Ci è sembrato importante, nell’ambito del festival, aprire una riflessione sulla sororità. Si tratta di un termine ancora poco usato, rispetto al termine sorellanza, che fa riferimento, in analogia al termine fratellanza, ad un sentimento di appartenenza ad una comunità di destino e intende promuovere la solidarietà e la collaborazione nell’individuazione di comuni obiettivi ad es. sociali, politici, etc. Se il termine sororità è stato impiegato finora prevalentemente in ambito teologico – ad es. negli studi di Cettina Militello per indicare la presenza di un’ipoteca androcentrica e patriarcale contro cui occorre reagire, trattandosi di “una sfida per la Chiesa e la liturgia” - ci invita tuttavia a riflettere sul termine fraternità che si vorrebbe includente nel suo riferirsi a un’identità condivisa - la comune umanità - ma che, nel suo rivendicare un significato universale, in quanto riferito indifferentemente a uomini e donne, fratelli e sorelle, non prende in considerazione la specificità rappresentata dalla categoria di genere. Da qui l’importanza di recuperare, col termine sororità, tale prospettiva.

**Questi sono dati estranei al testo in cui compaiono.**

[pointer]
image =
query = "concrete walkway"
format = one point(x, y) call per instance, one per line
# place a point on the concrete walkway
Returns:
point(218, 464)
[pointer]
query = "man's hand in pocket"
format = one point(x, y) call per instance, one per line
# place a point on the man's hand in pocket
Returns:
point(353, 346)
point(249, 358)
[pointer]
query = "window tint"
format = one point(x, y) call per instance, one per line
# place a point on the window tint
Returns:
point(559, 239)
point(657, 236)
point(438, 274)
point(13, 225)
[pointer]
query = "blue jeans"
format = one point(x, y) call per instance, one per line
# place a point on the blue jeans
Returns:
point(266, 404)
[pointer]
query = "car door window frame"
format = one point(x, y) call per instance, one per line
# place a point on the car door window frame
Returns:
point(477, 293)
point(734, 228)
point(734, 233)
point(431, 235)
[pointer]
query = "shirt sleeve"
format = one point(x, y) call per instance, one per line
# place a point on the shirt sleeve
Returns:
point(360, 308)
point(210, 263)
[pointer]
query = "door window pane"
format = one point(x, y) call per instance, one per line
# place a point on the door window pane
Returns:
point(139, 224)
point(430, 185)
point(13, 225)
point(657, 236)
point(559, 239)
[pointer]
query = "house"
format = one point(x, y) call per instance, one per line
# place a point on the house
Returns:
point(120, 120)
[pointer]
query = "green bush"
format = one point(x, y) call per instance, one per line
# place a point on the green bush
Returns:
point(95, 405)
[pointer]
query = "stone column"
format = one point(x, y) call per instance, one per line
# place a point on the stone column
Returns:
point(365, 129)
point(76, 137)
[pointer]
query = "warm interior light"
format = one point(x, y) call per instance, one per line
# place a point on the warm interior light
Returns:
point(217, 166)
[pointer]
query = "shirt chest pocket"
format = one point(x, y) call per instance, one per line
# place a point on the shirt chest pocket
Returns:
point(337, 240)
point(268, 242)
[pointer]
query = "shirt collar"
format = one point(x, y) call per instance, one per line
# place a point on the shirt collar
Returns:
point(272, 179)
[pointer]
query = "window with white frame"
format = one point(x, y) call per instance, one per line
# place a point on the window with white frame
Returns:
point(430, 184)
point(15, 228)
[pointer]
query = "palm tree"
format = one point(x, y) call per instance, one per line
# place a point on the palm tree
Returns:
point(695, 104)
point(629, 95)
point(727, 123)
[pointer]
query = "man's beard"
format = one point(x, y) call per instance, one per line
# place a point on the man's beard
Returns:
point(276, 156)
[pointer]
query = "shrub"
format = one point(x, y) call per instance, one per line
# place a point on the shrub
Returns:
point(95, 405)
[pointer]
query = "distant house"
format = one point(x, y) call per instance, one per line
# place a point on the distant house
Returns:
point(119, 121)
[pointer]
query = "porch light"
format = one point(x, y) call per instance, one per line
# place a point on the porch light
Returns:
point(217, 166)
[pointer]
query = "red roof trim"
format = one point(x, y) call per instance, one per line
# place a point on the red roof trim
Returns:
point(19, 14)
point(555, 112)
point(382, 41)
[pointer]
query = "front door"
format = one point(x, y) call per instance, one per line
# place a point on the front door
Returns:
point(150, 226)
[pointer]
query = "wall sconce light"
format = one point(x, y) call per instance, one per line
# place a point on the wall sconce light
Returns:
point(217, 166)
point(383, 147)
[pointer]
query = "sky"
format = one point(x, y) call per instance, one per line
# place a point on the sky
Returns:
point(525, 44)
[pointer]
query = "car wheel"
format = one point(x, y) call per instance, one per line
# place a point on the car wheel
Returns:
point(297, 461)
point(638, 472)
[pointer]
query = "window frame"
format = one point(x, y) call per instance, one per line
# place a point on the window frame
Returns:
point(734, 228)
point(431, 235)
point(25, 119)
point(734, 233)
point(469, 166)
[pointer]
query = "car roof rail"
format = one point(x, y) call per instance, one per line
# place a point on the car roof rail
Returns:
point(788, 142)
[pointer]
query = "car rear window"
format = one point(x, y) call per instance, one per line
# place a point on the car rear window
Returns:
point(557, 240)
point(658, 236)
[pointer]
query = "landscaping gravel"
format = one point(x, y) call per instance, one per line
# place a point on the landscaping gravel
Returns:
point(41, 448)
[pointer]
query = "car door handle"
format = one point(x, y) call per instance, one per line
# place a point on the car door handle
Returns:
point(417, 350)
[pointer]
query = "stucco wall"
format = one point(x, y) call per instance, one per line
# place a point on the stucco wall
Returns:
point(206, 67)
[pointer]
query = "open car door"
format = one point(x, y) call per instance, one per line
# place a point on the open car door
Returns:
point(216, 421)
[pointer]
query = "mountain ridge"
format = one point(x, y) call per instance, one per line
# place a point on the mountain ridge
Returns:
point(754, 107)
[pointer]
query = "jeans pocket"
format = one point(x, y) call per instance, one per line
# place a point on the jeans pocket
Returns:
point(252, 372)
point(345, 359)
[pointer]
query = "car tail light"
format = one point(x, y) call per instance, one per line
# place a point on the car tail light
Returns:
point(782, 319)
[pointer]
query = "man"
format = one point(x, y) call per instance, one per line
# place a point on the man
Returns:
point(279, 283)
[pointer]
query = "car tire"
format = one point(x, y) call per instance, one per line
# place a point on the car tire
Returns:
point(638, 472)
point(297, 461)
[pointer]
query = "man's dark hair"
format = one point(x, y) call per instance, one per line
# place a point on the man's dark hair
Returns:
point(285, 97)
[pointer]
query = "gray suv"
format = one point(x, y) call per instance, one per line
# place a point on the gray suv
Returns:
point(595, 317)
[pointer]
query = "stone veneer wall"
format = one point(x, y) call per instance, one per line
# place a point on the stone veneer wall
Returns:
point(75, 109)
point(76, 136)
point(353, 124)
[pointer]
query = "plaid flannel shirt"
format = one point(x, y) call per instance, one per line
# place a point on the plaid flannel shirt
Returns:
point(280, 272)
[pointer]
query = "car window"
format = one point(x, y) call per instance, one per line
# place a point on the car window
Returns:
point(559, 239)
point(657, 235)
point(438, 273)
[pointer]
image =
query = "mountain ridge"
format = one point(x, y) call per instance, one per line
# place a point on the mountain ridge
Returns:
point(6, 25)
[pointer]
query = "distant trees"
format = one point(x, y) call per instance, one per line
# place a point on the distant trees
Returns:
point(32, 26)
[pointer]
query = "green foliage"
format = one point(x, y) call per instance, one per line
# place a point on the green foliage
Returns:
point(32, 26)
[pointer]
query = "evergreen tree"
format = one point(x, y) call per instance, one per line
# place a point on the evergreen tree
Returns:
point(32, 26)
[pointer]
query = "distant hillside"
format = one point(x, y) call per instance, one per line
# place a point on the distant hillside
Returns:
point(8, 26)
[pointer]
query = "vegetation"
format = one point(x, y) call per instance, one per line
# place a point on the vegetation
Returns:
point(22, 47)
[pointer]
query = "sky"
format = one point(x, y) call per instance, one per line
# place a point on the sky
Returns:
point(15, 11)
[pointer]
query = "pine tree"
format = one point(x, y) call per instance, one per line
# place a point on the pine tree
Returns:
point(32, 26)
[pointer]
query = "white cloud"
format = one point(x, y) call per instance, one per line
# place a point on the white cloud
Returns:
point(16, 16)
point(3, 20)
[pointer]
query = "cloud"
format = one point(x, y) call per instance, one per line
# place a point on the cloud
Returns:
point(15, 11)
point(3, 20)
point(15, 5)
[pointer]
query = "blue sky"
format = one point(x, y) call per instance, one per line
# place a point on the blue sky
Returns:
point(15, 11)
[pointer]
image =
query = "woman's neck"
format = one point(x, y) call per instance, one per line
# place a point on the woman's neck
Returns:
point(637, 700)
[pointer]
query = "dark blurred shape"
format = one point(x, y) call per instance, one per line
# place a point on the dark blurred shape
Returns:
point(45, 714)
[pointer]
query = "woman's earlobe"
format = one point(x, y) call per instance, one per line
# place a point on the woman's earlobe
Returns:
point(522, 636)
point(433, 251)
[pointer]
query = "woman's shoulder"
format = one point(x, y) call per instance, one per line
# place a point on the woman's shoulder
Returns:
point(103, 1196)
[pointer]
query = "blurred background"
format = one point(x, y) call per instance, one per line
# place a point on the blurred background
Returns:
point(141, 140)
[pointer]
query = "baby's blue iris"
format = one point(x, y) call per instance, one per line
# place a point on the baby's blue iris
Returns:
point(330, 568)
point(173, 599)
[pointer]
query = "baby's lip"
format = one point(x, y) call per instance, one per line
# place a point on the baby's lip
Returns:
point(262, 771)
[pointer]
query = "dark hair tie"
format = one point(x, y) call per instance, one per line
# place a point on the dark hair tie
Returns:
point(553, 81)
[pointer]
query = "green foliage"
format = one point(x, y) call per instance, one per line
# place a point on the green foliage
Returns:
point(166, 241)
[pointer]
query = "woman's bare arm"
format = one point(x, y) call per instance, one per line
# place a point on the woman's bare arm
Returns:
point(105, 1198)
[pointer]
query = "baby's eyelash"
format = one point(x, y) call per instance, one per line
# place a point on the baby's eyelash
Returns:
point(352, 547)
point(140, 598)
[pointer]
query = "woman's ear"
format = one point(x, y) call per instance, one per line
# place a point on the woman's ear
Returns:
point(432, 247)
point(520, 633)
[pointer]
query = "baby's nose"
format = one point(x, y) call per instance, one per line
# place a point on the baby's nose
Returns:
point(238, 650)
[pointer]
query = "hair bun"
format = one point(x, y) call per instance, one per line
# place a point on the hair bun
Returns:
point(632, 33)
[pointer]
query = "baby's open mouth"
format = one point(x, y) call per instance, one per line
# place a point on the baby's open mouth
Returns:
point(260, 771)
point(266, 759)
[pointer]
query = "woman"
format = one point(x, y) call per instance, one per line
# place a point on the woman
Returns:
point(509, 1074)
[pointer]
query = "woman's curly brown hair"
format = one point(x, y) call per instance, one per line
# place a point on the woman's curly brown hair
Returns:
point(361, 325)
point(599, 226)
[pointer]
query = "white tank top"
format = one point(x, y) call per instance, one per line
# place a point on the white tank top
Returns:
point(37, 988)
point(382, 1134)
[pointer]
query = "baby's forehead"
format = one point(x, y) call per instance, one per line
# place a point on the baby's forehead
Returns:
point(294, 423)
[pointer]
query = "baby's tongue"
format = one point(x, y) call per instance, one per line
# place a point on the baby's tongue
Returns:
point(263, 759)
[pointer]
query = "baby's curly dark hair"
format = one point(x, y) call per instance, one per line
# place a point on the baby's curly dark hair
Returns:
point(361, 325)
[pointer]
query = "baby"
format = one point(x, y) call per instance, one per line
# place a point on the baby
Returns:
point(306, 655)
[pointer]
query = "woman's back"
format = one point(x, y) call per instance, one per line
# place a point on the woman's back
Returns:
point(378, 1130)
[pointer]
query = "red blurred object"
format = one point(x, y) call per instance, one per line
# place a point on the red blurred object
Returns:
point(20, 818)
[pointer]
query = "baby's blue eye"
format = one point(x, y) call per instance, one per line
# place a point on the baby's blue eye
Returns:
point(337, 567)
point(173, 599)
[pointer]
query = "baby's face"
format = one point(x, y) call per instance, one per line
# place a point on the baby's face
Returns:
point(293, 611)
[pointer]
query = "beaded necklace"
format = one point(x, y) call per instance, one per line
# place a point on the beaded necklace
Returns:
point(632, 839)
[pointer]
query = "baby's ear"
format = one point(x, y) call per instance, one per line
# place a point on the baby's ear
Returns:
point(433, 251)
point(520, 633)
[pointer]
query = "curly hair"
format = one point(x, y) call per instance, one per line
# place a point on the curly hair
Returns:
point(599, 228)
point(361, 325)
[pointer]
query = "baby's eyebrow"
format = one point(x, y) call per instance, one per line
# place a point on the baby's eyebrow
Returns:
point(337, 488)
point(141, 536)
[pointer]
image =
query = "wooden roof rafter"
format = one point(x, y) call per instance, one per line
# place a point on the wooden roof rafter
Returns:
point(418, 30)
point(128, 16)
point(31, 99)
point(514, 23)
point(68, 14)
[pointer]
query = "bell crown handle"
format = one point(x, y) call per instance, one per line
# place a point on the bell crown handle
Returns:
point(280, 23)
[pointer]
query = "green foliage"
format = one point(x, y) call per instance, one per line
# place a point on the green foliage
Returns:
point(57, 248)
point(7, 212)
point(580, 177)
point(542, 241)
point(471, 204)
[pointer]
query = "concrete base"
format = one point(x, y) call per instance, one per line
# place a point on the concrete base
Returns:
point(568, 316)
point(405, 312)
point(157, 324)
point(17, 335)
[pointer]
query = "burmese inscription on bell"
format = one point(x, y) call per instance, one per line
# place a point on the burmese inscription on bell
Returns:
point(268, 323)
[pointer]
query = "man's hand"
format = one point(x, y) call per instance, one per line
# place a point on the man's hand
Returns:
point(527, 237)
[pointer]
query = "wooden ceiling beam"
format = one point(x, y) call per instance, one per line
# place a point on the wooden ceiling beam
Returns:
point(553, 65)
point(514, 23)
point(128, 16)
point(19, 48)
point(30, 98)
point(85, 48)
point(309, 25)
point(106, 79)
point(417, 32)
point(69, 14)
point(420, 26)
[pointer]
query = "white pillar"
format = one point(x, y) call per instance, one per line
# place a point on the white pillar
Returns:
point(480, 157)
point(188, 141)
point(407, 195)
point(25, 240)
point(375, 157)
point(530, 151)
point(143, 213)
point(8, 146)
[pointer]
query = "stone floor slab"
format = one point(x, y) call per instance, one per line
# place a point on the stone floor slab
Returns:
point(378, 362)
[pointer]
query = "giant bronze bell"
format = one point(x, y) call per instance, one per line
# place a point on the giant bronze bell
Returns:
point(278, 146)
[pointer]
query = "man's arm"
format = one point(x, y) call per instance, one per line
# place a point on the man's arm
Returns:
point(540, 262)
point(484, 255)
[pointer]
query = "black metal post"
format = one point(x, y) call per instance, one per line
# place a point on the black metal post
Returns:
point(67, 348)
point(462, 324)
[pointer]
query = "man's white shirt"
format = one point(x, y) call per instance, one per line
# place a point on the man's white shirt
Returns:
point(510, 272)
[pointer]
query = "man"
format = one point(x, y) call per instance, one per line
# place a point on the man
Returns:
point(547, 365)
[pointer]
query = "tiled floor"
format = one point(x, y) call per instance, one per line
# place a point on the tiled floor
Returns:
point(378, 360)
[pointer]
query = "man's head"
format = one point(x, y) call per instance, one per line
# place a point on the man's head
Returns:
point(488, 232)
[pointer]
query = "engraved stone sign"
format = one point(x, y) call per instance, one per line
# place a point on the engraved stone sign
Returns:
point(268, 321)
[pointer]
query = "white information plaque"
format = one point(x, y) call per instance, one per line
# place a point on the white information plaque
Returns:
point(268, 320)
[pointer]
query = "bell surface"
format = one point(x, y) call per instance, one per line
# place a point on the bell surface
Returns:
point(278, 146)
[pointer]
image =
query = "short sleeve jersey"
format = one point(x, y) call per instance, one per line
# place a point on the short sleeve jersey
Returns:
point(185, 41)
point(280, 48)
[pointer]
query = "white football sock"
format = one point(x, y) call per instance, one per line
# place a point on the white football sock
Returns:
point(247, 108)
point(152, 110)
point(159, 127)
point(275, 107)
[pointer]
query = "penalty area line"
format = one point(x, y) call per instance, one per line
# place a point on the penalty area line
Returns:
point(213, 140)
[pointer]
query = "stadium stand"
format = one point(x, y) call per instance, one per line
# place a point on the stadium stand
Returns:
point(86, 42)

La riflessione femminista si è concentrata molto, in questi ultimi decenni, sul concetto di genere in cui si ravvisa sia un elemento costitutivo delle relazioni sociali, sia una via primaria per risignificare i rapporti di potere. Una categoria che si è rivelata di grande interesse in ambito culturale e che ha aperto prospettive innovative introducendo, in particolare, il paradigma etico del caring, del ‘prendersi cura’ nell’ambito della bioetica medica, ambientale e animale. Avviando una riflessione sulla sororità abbiamo anche inteso riconoscere il contributo rilevante delle studiose impegnate nelle diverse sezioni regionali dell’Istituto Italiano di Bioetica a coltivare una bioetica di genere.
Nel programma del Festival è previsto uno spazio di riflessione che avete chiamato ‘Le oasi di fraternità’: qual è l’ispirazione di questa definizione e quali contenuti propongono?
Si tratta di un’espressione coniata da Edgar Morin per indicare le iniziative private, personali e associative che segnalano gli abbozzi di una civiltà votata alla fioritura personale nell’inserimento comunitario, emergendo come vere e proprie oasi nel deserto. A suo avviso queste iniziative aprono delle brecce all’interno delle enormi macchine tecno-economiche che impongono alla società gli imperativi di un pensiero fondato sul calcolo e votato alla massimizzazione dei profitti. Tra gli esempi, l’utilizzo di fonti energia private, il consumo di alimenti che sfuggono alla standardizzazione e all’alterazione industriale, il rifiuto dell’usa e getta a vantaggio del durevole. Partecipano dunque alla costruzione e all’espansione di oasi gli sviluppi dell’alimentazione locale, stagionale o biologica e le pratiche cooperative degli acquisti collettivi, le reti di mutuo appoggio: luoghi quindi di economia solidale, di vita migliore e, nel contempo, luoghi di solidarietà e fraternità. Possono preparare il futuro dell’umanità? Non ancora, risponde Morin: esse rimangono ancora troppo disperse e prive di un pensiero all’altezza delle sfide globali poste dal processo della mondializzazione ma sono comunque i germi, gli abbozzi di una civiltà del primato della fioritura personale, nella fraternità, dell’io nel noi. A tal fine bisognerebbe combinare il meglio dello sviluppo tecno-scientifico con le solidarietà tradizionali e le protezioni sociali, contrapponendo alla mondializzazione, che desertifica umanamente e economicamente tanti territori, la localizzazione che salvaguarda la vita delle regioni. Ci è parso significativo, nell’ambito del Festival, dare voce alle diverse iniziative che possono costituire una testimonianza della formazione di oasi della fraternità, a partire dalla creazione di ‘spazi etici’ volti a favorire la comunicazione e la solidarietà in vari ambiti sociali - medico- sanitario, giudiziario, scolastico, carcerario -, un progetto su cui il nostro Istituto è da anni particolarmente impegnato.